Une visite de Mgr de Maupas du Tour à l’église de Brioude


UNE VISITE
de
Mgr DE MAUPAS DU TOUR
À L’ÉGLISE DE BRIOUDE
1647



En vertu de la bulle d’exemption accordée, en 1120, au chapitre de Brioude par le pape Callixte II, et confirmée par ses successeurs, malgré l’opposition des évêques de Clermont, ce chapitre avait le droit de faire conférer, dans les limites de sa juridiction, les sacrements de l’ordre et de la confirmation, bénir les saintes huiles, et consacrer les autels par tout évêque catholique qu’il lui plairait d’en prier.

Cette prérogative ne lui conférait pas seulement un droit, elle lui imposait également l’obligation de ne pas priver trop longtemps ses sujets spirituels des grâces attachées à ces sacrements. Il paraît que le noble chapitre laissait quelquefois passer un assez long temps sans songer à la remplir, puisqu’il intervint, en 1633, un arrêt du parlement pour l’obliger à y être plus fidèle à l’avenir. Aux termes de l’art. 38 de cet arrêt, « pour le regard des sacrements de confirmation et d’ordre, lesdits prévôt et doyen, chanoines et chapitre étaient tenus de supplier un évêque, au moins de sept ans en sept ans, de se transporter en la dite ville pour yceux administrer. » C’est en exécution de cet arrêt qu’eut lieu la visite épiscopale du révérendissime évêque du Puy, dont on va lire les détails.

Le texte latin du procès-verbal de cette visite se trouve en tête de chaque partie du « Bréviaire » de Brioude, imprimé à Clermont, N. Jacquard, 1654, 4 vol. in-8, avec fig. de Ganière. Nous devons la traduction de ce document à l’obligeance de M. l’abbé Souligoux, de Brioude.

A. Vernière.

S’ensuit le procès-verbal de l’exécution du 38e article de l’arrêt du Parlement, en date du 18 juin 1633, portant règlement pour l’église de Brioude.

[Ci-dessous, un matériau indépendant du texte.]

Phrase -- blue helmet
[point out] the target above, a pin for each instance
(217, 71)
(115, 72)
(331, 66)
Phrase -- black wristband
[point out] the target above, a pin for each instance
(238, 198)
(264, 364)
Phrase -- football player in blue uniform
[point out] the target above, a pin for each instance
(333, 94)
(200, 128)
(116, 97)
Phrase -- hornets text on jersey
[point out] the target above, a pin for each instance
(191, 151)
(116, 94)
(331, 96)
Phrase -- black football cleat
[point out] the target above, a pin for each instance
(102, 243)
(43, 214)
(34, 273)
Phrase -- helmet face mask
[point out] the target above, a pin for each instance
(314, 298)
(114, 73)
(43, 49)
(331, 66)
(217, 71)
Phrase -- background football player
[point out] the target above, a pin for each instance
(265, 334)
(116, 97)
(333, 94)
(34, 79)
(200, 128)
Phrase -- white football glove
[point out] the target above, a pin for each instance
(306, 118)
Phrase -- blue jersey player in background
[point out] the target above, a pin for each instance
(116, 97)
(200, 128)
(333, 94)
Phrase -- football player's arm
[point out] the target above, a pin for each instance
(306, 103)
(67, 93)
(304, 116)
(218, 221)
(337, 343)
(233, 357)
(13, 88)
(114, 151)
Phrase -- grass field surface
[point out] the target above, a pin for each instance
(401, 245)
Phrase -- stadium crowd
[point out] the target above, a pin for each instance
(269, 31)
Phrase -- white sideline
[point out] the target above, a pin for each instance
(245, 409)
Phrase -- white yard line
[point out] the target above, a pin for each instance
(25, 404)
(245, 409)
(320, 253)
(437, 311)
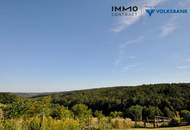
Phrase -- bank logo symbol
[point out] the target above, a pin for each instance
(150, 11)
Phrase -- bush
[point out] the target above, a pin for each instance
(185, 115)
(120, 123)
(176, 120)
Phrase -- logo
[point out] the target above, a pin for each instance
(150, 11)
(163, 11)
(125, 10)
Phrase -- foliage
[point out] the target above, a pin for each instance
(185, 115)
(175, 120)
(135, 112)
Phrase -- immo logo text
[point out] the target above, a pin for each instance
(125, 10)
(151, 11)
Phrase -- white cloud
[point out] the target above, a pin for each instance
(188, 60)
(121, 56)
(137, 40)
(126, 21)
(131, 57)
(168, 29)
(182, 67)
(131, 66)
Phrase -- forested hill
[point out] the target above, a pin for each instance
(164, 98)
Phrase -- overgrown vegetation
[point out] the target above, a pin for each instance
(97, 109)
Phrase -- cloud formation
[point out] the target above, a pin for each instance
(182, 67)
(126, 21)
(168, 29)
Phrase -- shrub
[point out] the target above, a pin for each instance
(120, 123)
(175, 121)
(185, 115)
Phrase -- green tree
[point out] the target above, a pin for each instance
(185, 115)
(135, 112)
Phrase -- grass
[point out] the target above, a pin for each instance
(169, 128)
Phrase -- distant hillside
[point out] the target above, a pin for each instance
(163, 97)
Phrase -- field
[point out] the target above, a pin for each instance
(172, 128)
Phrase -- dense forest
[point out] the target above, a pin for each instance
(135, 103)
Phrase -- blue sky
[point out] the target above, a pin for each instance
(67, 45)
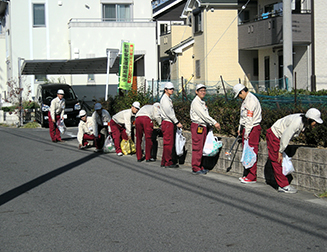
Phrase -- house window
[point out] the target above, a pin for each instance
(197, 69)
(117, 12)
(90, 78)
(38, 15)
(40, 78)
(163, 29)
(197, 22)
(255, 67)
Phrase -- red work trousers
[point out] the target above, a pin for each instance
(168, 143)
(198, 141)
(54, 131)
(254, 138)
(273, 144)
(143, 124)
(93, 138)
(118, 132)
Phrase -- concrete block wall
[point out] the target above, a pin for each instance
(310, 164)
(7, 118)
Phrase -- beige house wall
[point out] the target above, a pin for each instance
(185, 63)
(180, 33)
(199, 54)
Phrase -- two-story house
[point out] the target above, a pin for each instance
(244, 40)
(66, 30)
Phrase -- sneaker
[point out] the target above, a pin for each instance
(200, 172)
(245, 180)
(287, 189)
(172, 166)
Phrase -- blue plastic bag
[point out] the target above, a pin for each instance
(248, 155)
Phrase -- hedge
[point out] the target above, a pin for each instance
(227, 113)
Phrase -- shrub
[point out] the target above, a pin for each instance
(228, 113)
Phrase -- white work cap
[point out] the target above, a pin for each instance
(136, 105)
(314, 114)
(169, 85)
(82, 113)
(199, 86)
(156, 104)
(97, 106)
(237, 89)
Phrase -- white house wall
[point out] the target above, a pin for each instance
(56, 40)
(110, 36)
(320, 43)
(3, 66)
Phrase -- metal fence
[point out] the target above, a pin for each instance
(224, 89)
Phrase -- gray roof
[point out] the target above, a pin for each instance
(73, 66)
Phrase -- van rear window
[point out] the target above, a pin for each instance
(49, 94)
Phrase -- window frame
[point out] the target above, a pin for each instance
(117, 17)
(197, 22)
(43, 24)
(198, 69)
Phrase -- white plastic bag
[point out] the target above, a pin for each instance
(180, 142)
(287, 165)
(109, 145)
(248, 155)
(211, 145)
(61, 126)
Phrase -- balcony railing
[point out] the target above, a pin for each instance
(272, 14)
(100, 20)
(269, 31)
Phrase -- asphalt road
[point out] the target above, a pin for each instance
(54, 197)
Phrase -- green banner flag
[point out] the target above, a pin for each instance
(126, 66)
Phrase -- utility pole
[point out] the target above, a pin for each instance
(287, 42)
(313, 55)
(21, 113)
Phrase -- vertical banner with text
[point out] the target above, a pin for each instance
(126, 66)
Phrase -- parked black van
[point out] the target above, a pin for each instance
(44, 95)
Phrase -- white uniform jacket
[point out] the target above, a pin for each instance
(199, 113)
(150, 111)
(100, 120)
(124, 118)
(167, 110)
(57, 107)
(250, 113)
(85, 128)
(286, 128)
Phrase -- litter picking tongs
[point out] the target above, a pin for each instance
(229, 153)
(230, 166)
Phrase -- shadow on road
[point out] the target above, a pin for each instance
(10, 195)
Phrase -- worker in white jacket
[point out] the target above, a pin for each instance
(101, 118)
(200, 120)
(249, 127)
(144, 124)
(169, 121)
(121, 125)
(279, 136)
(86, 132)
(55, 113)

Henri de Maupas du Tour, par la grâce de Dieu et du Saint-Siège apostolique, évêque et seigneur du Puy, comte du Velay, et à ce titre comte de Brioude, suffragant spécial de l’Église Romaine et son sujet immédiat, abbé de S.-Denys de Rheims, conseiller du conseil-privé de Sa Majesté, et premier aumônier de la reine trés-chrétienne, à tous ceux qui les présentes verront, salut.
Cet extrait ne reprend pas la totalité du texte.